Like most addicts, I was the last one to notice that I had a problem. My girlfriends would giggle at me when my input on where to go to lunch after tennis revolved exclusively on which places had the best ice. Yes, I have them categorized much as my dear friend Amy Hoover knows which places serve the best iced tea. Some places use the same filter for the flavored and unflavored tea, ya know.
We have an ice machine outside, in the outdoor kitchen. It makes these groovy mushroom-shaped ice cubes that I adore. Not as much as Sonic ice, of course, but they’re pretty darn good. In the height of my addiction, I would consume 3 or 4 rounds of a 24-oz Tervis tumbler full of ice. Sometimes I wondered if the chomp-chomp-chomping sound was disruptive to those around me. Most times, though, I chomp-chomp-chomped away anyway, blissful in my puffy little cloud of addiction.
I’m not one bit ashamed to admit that I’ve been known to dig through the Hoshizaka to find the choicest bits of ice. Some cubes are more delectable than others; it’s a fact. And those are the very cubes most desirable to an ice-chomping addict.

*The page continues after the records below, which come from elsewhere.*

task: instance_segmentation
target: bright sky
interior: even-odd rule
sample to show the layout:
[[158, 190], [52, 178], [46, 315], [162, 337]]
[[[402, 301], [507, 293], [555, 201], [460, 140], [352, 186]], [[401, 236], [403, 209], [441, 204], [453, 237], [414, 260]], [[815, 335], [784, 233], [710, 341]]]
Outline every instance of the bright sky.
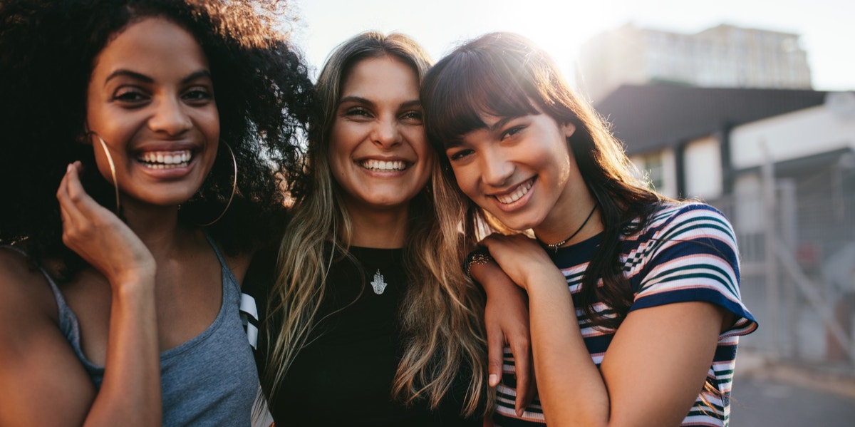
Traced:
[[696, 33], [718, 24], [801, 35], [817, 90], [855, 90], [852, 0], [290, 0], [294, 36], [314, 74], [339, 43], [365, 30], [398, 32], [434, 60], [457, 44], [511, 31], [545, 49], [572, 81], [578, 46], [627, 22]]

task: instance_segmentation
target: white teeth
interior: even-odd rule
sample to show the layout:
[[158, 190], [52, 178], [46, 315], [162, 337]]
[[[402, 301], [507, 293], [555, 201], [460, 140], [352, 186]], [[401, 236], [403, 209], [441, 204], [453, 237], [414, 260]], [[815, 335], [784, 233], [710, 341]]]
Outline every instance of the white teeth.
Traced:
[[520, 185], [520, 187], [516, 187], [516, 191], [515, 191], [514, 193], [511, 193], [510, 194], [503, 194], [501, 196], [497, 195], [496, 199], [498, 200], [499, 203], [503, 203], [505, 205], [509, 203], [514, 203], [516, 200], [519, 200], [522, 196], [525, 196], [527, 193], [528, 193], [528, 190], [532, 187], [533, 182], [534, 181], [532, 180], [528, 180], [524, 183], [522, 183], [522, 185]]
[[190, 159], [192, 157], [190, 150], [180, 151], [146, 151], [138, 156], [137, 160], [139, 160], [149, 168], [162, 169], [186, 167], [190, 163]]
[[407, 163], [399, 160], [392, 162], [365, 160], [362, 163], [362, 166], [371, 170], [404, 170], [407, 169]]

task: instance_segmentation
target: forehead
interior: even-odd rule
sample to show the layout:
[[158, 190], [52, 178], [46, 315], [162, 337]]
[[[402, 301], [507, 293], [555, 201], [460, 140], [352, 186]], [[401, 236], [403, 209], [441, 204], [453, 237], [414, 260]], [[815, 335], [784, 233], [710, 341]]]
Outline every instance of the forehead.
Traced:
[[190, 32], [168, 20], [150, 17], [128, 25], [107, 44], [96, 58], [92, 78], [118, 69], [150, 75], [207, 68], [202, 46]]
[[418, 98], [418, 77], [410, 65], [393, 56], [369, 57], [351, 68], [341, 92], [342, 97]]

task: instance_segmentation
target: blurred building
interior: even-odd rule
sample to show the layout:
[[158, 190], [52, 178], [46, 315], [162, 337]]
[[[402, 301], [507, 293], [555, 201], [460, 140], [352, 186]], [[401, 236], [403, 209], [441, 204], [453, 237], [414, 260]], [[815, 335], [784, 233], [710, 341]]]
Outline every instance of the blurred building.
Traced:
[[822, 105], [826, 92], [794, 89], [624, 85], [595, 104], [656, 190], [674, 198], [733, 192], [741, 163], [732, 130]]
[[730, 25], [684, 34], [627, 24], [582, 45], [576, 81], [594, 103], [622, 84], [810, 89], [799, 37]]

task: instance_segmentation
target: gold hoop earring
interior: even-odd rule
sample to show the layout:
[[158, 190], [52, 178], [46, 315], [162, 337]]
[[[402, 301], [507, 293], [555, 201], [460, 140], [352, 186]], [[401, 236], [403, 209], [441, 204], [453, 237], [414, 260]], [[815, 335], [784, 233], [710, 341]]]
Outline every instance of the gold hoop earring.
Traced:
[[220, 218], [222, 218], [223, 215], [226, 215], [226, 211], [228, 211], [228, 207], [232, 205], [232, 200], [234, 199], [234, 193], [238, 192], [238, 159], [234, 158], [234, 151], [232, 150], [232, 146], [228, 145], [226, 141], [223, 141], [223, 145], [228, 149], [228, 153], [232, 155], [232, 164], [234, 166], [234, 178], [232, 180], [232, 194], [228, 196], [228, 203], [226, 204], [226, 209], [220, 212], [220, 215], [207, 224], [197, 224], [199, 227], [208, 227], [209, 225], [214, 225]]
[[101, 148], [104, 151], [104, 155], [107, 156], [107, 163], [109, 164], [109, 173], [110, 176], [113, 177], [113, 188], [115, 189], [115, 214], [119, 215], [119, 182], [115, 179], [115, 163], [113, 163], [113, 155], [109, 153], [109, 149], [107, 147], [107, 143], [104, 142], [103, 138], [97, 133], [90, 131], [90, 133], [95, 135], [96, 138], [101, 141]]

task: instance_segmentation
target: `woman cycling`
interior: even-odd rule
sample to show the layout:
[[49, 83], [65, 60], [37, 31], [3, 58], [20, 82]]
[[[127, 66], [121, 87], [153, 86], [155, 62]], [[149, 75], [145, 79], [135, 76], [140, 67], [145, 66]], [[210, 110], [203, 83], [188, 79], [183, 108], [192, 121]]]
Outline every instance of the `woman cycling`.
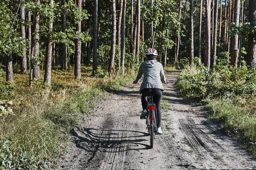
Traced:
[[160, 105], [163, 91], [162, 82], [166, 84], [168, 82], [164, 75], [163, 65], [156, 60], [157, 54], [157, 52], [154, 48], [148, 50], [145, 53], [146, 61], [140, 65], [137, 77], [134, 81], [134, 83], [137, 83], [143, 74], [143, 80], [140, 89], [143, 109], [140, 119], [145, 118], [147, 116], [147, 96], [154, 95], [153, 99], [156, 105], [158, 120], [157, 133], [161, 134]]

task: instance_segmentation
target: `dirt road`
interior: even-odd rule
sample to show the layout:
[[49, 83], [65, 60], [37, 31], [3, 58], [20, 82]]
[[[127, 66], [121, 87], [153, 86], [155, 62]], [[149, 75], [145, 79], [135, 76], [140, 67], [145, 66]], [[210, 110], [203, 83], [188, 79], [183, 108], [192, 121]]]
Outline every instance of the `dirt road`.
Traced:
[[162, 110], [163, 134], [149, 149], [145, 119], [140, 119], [140, 85], [125, 87], [97, 104], [83, 132], [75, 128], [73, 144], [59, 170], [256, 170], [256, 159], [202, 107], [193, 107], [175, 88], [178, 73], [167, 73]]

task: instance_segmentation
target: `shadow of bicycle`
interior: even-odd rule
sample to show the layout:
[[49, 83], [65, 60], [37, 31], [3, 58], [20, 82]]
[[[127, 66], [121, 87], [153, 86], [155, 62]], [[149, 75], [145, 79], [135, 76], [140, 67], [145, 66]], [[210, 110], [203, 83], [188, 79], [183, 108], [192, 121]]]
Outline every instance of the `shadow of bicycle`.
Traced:
[[148, 140], [145, 139], [148, 133], [144, 132], [91, 128], [85, 128], [81, 133], [77, 130], [71, 130], [71, 140], [77, 147], [88, 152], [121, 152], [150, 148], [149, 145], [142, 143]]

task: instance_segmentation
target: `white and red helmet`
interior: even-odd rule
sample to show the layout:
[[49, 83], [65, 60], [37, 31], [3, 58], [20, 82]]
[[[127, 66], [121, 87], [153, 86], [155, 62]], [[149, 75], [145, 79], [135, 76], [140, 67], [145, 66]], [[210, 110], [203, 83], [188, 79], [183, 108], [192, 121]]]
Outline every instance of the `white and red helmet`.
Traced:
[[157, 57], [157, 51], [154, 48], [148, 48], [146, 52], [146, 57], [150, 60], [153, 60], [156, 58]]

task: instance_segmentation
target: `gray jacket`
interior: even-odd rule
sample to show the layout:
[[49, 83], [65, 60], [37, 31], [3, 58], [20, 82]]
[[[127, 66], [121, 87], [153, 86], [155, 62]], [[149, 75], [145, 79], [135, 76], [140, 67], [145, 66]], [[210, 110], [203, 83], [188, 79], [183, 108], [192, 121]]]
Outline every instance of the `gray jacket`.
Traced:
[[155, 60], [143, 62], [140, 66], [136, 79], [134, 83], [137, 83], [143, 75], [143, 80], [140, 91], [144, 88], [158, 88], [163, 91], [162, 82], [167, 83], [162, 64]]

However, I did start to suspect I had a problem when the only thing I wanted to pack for a long evening at the baseball field in 98-degree heat was ice. No water, just ice. And when the only thing I purchased at the baseball field concession stands was ice. Again, no water, just ice.
The pivotal moment in my addiction came a couple of weeks ago, when I was on my girls’ trip with my Duke friends. When it came time for the beverage service on the plane en route to the beach, I requested ice. No water, just ice. And more than one cup, please. Once at the beach, I realized the ice-cube trays in the freezer of our condo would not suffice, so I had to run out and get a cup of ice. Every day. I got smart and ordered 2 cups so I could put one in the condo’s freezer (alongside the worthless ice) for later. Each night at dinner, I asked for a to-go cup of ice. In the past I’ve been known to request a to-go cup, but I can assure you it wasn’t just ice. These were unchartered waters I had entered.
After becoming seriously worried that I was going to crack my teeth on all the ice I was consuming, I decided it was time to start taking that prescription iron supplement again. Within days, my ice obsession had waned. Weird.
While I still covet really good ice and will still pick through my ice machine for the best cubes, I’m not driven to chomp cup after cup of it. In fact, I realized this week that I’d gone 2 whole days without chomping any ice. Today while watching Macy’s tennis lesson, I got a cup of iced tea (extra ice, natch) and actually left most of the ice in the cup.
I’d like to think that my waning obsession with ice is a harbinger of my return to normal life, after a protracted cancer battle. I’ve had my share of complications on this “cancer journey,” and the idea of things turning around for real is pretty sweet. I relish the thought of being able to put that “cancer journey” on ice and getting on with my life.